At a high-level view, a message first arrives in line 2. The message is set to an associated state defined by a map associated with the message as per line 3, and the customer name is associated in line 4 using a Reference ID. The message is then sent for translation in line 5, and the XML for the message is produced in line 6. The message is then completed processing in line 7. A subset of this message is then processed again starting from line 15 and is finished at line 20. This means that this message is split into two messages and is fully complete at line 20.
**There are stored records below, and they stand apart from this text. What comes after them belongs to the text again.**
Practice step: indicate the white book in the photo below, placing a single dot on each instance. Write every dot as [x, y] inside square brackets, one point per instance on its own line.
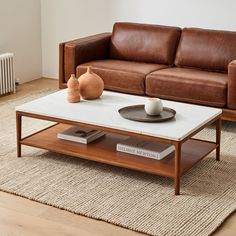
[80, 134]
[145, 148]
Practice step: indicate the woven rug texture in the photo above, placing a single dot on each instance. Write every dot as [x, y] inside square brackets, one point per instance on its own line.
[130, 199]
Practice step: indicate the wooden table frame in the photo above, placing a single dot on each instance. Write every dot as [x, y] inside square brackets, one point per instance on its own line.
[175, 169]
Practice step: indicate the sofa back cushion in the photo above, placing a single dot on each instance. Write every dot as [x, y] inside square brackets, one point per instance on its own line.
[144, 43]
[206, 49]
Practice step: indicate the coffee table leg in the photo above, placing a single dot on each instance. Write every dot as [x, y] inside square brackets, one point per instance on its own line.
[18, 133]
[177, 167]
[218, 137]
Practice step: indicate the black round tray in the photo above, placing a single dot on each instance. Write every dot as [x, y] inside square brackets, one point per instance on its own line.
[137, 113]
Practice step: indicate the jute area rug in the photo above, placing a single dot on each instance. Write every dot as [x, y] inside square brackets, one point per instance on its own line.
[134, 200]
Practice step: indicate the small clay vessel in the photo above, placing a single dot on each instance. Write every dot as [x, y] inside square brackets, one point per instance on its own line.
[91, 85]
[73, 94]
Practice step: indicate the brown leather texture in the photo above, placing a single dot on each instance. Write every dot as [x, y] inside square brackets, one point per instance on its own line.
[206, 49]
[144, 43]
[85, 49]
[232, 85]
[121, 76]
[188, 85]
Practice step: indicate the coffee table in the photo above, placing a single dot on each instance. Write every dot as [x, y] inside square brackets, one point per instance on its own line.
[102, 114]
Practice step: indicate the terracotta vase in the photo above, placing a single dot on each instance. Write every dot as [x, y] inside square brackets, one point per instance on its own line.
[73, 93]
[91, 85]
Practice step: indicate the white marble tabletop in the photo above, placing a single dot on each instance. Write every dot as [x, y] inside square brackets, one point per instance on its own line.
[104, 112]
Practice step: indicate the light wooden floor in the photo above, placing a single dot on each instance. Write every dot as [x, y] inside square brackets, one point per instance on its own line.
[23, 217]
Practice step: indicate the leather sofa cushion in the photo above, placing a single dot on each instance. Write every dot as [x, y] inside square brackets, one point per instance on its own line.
[121, 76]
[206, 49]
[188, 85]
[144, 43]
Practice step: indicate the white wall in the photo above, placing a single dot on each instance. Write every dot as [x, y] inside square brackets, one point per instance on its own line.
[68, 19]
[20, 33]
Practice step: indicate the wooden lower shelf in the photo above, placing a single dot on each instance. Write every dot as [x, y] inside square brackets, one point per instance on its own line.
[104, 150]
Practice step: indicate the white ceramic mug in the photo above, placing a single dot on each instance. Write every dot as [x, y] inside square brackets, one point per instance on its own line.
[153, 106]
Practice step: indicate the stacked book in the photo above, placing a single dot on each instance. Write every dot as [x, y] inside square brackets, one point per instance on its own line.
[145, 148]
[80, 134]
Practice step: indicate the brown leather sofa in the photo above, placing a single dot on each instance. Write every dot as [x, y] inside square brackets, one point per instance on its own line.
[189, 65]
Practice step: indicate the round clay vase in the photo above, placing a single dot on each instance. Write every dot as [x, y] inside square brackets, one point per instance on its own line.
[91, 85]
[73, 94]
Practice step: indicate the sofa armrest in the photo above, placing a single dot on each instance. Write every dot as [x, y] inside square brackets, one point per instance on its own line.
[73, 53]
[231, 96]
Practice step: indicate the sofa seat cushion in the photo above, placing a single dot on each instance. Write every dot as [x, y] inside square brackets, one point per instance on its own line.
[121, 76]
[188, 85]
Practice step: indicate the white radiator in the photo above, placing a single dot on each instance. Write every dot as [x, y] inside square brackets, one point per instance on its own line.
[7, 75]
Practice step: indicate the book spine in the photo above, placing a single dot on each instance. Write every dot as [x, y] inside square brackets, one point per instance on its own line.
[137, 151]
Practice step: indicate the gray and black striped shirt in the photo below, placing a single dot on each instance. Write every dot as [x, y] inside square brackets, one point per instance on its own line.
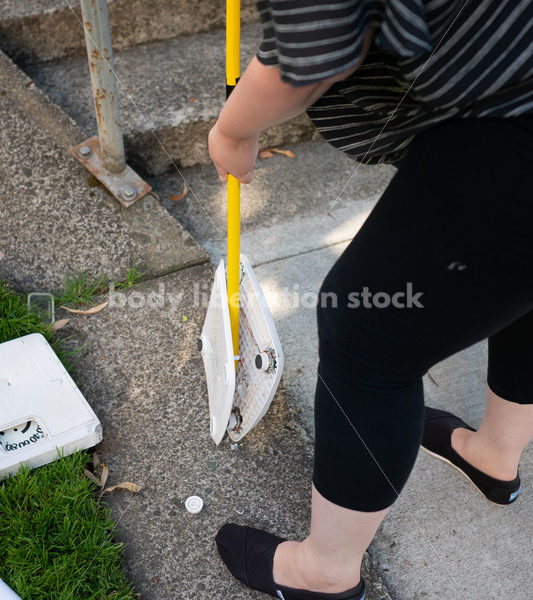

In more detail, we took the ID of the message and split the string in two (id1:id2). The first string was the Company ID (id1), and the second string was the Message-ID (id2). Consider the hypothetical example in
Figure 22. Using the second part of the ID in the second delimited column (id2), we counted the number of times the message had a string tag of <XML>. We note that the message first enters the system on line 2. It then has an <XML> tag on line 6. We count this as 1 XML document. We then note the message arrives in the system again at line 15, and at line 19, it has another <XML> tag. We count this as 2 XML documents for id2. We iterate through all the log data until the last part of the message comes into the system, and we aggregate the count of <XML> tags.
It is important to note that if there were 2 <XML> tags, i.e., if we had one on lines 26 and 27, we would only take the first <XML> tag as a count. Although we never saw this behaviour in the wild, we note this in case it happens on other systems.
Using the signature, we can now determine if a single arrival will send an influx of messages into the queueing system.
We also seek to understand if there is a dependence between the service times of these independent and non-independent messages. To explore this, we split the messages into messages where the service time exceeds 1 s or 2 s (see
Table 17). We chose these values, as they reflect the tail of our data, and it would be useful to know if these messages are more likely to be in the tail.
We perform a Fisher’s exact test on our data to check for independence.
Table 18 of the Fisher’s exact test indicates that there is no significant association [
p < 0.05] between independent and non-independent messages, where the service times exceed 1 or 2 s in duration.